Black Lake Golf Club: An Appreciation for the Union Greenskeeper

Divots, ball marks, soft fairways, disease, pests, dollar spots, top dressing, aerifcation, irrigation, frost, gophers … and golfers!

While many courses have two or three so-called signature holes that are worthy of brochure status, every hole at Black Lake Golf Club could easily be on the front cover of a magazine promoting the course. That’s one reason it was named Golf Digest’s “100 Greatest Public Courses in America.”

The Black Lake Golf Club is run by 27 employees and eight are part of the union course maintenance staff with this elite title: greenskeeper (or Class 1 Maintenance if you want to get technical). These physically fit caretakers begin their day at 4 a.m. where they work in the dark before dawn, armed with flashlights and headlamps facing the daily task of maintaining the health and beautification of the 360 acres that make up the UAW-owned Black Lake Golf Club.

The classic, Rees Jones-designed course sits outside the union’s Walter and May Reuther UAW Family Education Center in Onaway, Michigan.


All the while, these phantom gladiators battle with time to get their jobs done with lightning speed to ensure they’re out of sight when golfers with visions of acing a hole-in-one arrive for tee times. Indeed, some golfers may think well-kept courses are the result of some magical fairies and elves. But these proud greenskeepers know otherwise.

“Maintaining greens is just a small part of what we do,” said superintendent and mechanic Chris Elwell of Local 324, Region 4, operating engineers. “[We handle] anything from fertilizer to spraying for disease and pest control, mowing the rough, fairways and greens, to maintaining the bunkers.”

These union greenskeepers do all that and more. Weather plays a fickle role in the daily life of each of these workers. These brave warriors must face sometimes unbearable northern Michigan conditions – whether it’s 35 or 95 degrees outside – while working in harsh elements such as rain, heat and wind.

The job is physical and the hours are long, but the satisfaction of nurturing the land propels these greenskeepers to press on. When the turf is dry and coughing up dust, these doctors of the earth know where and when to bring comfort by running “a golf course IV” (also known as an irrigation system) to quench the soil’s thirst.

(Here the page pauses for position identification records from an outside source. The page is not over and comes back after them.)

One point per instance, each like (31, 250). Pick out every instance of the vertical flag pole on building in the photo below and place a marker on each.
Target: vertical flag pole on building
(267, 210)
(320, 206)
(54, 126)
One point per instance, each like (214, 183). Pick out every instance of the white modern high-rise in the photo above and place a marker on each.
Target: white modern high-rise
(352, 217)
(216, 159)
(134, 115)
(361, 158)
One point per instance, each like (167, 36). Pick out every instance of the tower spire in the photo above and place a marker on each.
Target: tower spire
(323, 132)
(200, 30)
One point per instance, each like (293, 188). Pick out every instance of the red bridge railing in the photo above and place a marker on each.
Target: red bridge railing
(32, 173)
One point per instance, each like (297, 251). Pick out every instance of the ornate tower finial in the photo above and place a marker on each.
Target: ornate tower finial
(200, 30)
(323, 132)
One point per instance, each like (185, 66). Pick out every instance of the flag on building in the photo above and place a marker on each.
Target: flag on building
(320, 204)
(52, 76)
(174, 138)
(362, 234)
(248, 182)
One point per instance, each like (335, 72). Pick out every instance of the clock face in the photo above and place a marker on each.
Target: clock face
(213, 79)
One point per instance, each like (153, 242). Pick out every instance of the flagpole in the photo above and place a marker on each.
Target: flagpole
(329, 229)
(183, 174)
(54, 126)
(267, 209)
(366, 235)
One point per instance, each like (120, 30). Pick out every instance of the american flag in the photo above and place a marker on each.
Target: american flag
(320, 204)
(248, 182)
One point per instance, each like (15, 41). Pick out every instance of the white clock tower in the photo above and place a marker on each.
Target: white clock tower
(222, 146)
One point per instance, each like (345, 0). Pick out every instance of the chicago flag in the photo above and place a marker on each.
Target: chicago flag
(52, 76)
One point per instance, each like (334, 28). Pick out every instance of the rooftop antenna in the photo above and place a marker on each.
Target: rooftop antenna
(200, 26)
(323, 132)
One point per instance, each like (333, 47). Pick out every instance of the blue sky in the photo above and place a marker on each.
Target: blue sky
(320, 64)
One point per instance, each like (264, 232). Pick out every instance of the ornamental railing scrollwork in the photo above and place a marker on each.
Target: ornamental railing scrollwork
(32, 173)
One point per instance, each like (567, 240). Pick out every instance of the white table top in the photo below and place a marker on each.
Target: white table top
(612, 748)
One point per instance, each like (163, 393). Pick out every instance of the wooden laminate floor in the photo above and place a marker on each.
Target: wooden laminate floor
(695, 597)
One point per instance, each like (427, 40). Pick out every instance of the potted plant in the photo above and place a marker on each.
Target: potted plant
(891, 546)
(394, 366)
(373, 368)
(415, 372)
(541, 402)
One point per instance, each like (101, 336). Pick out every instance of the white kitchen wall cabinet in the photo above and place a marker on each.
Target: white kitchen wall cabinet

With 18 regulation holes, the pitch-and-putt Little Course with nine more holes and a natural driving range to guard and patrol, these folks must primarily walk as they mow around bunkers, blow leaves and grass using space-age backpacks, cut new hole positions on greens and move tees within the boxes.

A club factoid: This platoon’s chemical sprayer walks a whopping 1,835,458 square feet!

So, next time you look beyond that little white ball when you’re putting on a carpet-like green or see a flag waving at the end of a pristine fairway, think about the TLC that goes into maintaining the health, beauty and elegance of a golf course.

You never know. The greenskeepers may be watching.